Low-rank kernel methods for American option pricing
Michael Multerer, Paul Schneider, Chiara Segala

TL;DR
This paper introduces a low-rank kernel-based method for American option pricing that improves computational efficiency and accuracy by learning a single operator offline, then applying it across all exercise dates.
Contribution
The paper presents a novel low-rank kernel approach that reformulates continuation value estimation as a learning problem, enabling scalable and theoretically justified American option pricing.
Findings
Method achieves faster computation compared to existing techniques.
The approach provides strong convergence guarantees.

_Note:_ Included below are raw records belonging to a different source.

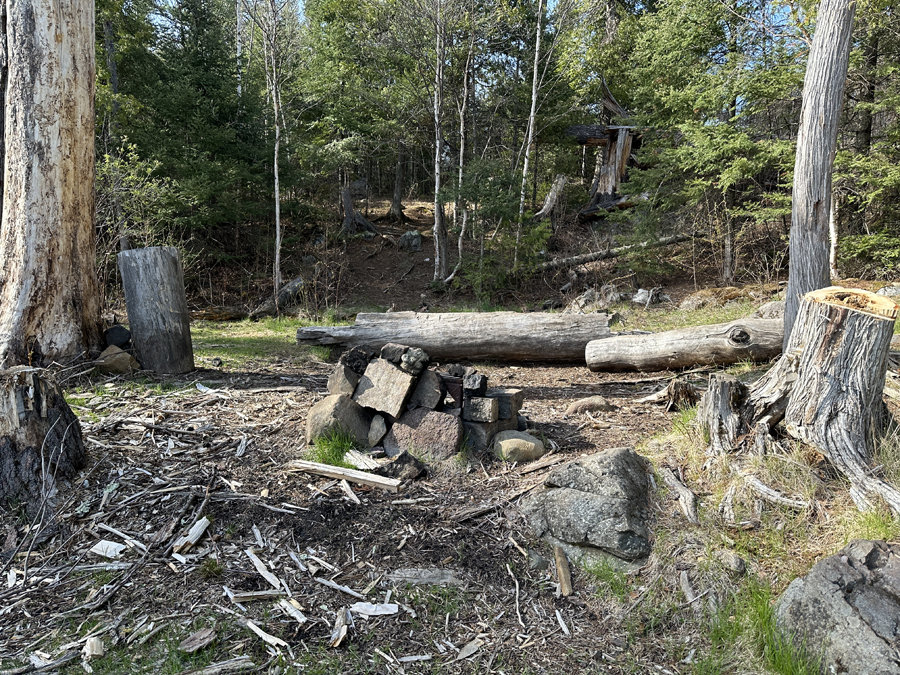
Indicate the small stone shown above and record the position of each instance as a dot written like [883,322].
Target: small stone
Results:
[357,359]
[384,387]
[590,404]
[377,430]
[117,335]
[517,446]
[478,409]
[410,241]
[732,561]
[114,360]
[429,392]
[403,467]
[474,384]
[478,435]
[393,352]
[509,401]
[343,380]
[414,360]
[338,412]
[536,561]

Numerical results show high accuracy in option pricing.
Abstract
We propose a scalable and theoretically grounded low-rank conditional expectation model for recursive Monte Carlo optimal stopping problems, in particular American option pricing. Our method reformulates the estimation of continuation values as a learning problem in a reproducing kernel Hilbert space, in which the conditional expectation is represented as a linear operator acting on future payoffs. This perspective yields an offline-online decomposition: the operator is learned once from simulated data and subsequently reused across all exercise dates, eliminating the need to recompute regression models at each step of the backward recursion. We establish convergence guarantees and derive bounds quantifying the approximation errors across exercise dates. Numerical experiments demonstrate the speed and accuracy of the proposed approach relative to extant methods.